Despite perfectly clean financial reporting, a company might find itself forced to have its financial reports re-audited if the company and its auditor have violated the Securities and Exchange Commission’s auditor-independence rules.
That, apparently, is one takeaway from a series of events that saw Ernst & Young inform an audit client, Ventas, on July 3 that the Big Four firm wasn’t properly independent of Ventas because of an “inappropriate personal relationship” between an unnamed E&Y partner and Ventas’s chief accounting officer and controller, Robert Brehl. The public disclosure came in a press release issued Wednesday by Ventas, a real estate investment trust (REIT) in the health-care industry.
Ventas had previously told E&Y of the relationship, the release said.
The REIT also announced yesterday that it had fired E&Y on July 5, had hired KPMG as its auditor and fired Brehl. “As the company’s new independent public accounting firm, KPMG has been engaged to complete a re-audit and re-review of the relevant periods,” according to the Ventas release.

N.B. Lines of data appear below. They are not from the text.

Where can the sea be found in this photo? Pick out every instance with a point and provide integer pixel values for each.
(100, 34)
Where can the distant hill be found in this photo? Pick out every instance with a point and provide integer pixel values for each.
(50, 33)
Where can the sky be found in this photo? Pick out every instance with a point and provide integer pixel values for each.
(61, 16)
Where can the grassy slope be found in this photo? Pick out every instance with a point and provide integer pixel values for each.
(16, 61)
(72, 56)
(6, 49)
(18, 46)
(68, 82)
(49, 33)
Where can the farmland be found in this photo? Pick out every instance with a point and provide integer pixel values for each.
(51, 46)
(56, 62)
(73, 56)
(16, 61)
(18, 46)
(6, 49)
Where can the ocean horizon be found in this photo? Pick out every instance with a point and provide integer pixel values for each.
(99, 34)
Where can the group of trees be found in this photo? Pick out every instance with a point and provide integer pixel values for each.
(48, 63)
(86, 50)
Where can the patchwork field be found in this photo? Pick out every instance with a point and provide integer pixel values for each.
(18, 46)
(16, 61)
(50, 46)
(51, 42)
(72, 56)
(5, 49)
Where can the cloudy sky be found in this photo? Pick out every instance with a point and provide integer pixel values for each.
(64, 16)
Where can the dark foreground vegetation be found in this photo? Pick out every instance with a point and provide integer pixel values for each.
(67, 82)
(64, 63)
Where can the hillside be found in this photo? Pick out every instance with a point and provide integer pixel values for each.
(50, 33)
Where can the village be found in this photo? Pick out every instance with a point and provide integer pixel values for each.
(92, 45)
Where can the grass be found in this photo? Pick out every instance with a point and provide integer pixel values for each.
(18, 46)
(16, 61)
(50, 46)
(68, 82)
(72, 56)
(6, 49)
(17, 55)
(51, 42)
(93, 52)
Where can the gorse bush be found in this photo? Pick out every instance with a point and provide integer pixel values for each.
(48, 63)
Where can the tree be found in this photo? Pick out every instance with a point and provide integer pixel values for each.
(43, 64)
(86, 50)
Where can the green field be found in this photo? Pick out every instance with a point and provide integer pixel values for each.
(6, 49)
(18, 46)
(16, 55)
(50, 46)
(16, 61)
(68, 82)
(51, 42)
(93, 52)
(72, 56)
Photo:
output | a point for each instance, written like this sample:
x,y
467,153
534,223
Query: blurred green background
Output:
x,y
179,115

In a statement today, E&Y said: “This partner’s actions were a flagrant violation of our firm’s Code of Conduct and professional standards. Upon our learning of this matter, the partner was promptly terminated.”
Due solely to the finding that E&Y wasn’t independent of Ventas for the fiscal years ended December 31, 2012, and 2013, the accounting firm told its client that it was withdrawing its audit reports on the company’s financials for those years, Ventas said in an 8-K filing yesterday. Ventas noted that the senior E&Y partner on the Ventas account, who signed the 2012 and 2013 audit reports, was not the individual involved in the inappropriate personal relationship.

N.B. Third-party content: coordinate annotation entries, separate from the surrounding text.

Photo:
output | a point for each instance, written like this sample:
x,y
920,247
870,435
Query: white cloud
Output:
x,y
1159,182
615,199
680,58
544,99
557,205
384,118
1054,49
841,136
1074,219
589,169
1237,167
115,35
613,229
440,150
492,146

E&Y also told Ventas that those reports, as well as the audit firm’s quarterly review procedures of the company’s financials for the quarterly period ended March 31, 2014, should no longer be relied upon, according to the filing.
“E&Y’s decision to withdraw such audit reports and review was made exclusively due to the personal relationship in question, and not for any reason related to Ventas’s financial statements, its accounting practices, the integrity of Ventas’s controls or for any other reason,” Ventas said in the release.
Richard A. Schweinhart, the CFO of Ventas, has taken on Brehl’s responsibilities and will serve as the company’s acting chief accounting officer. “To the extent requested by the company and the Ventas Board of Directors, Mr. Schweinhart has also agreed to modify and/or defer his previously announced retirement plans to ensure completion of the re-audit work and a smooth transition to his successor,” according to the release.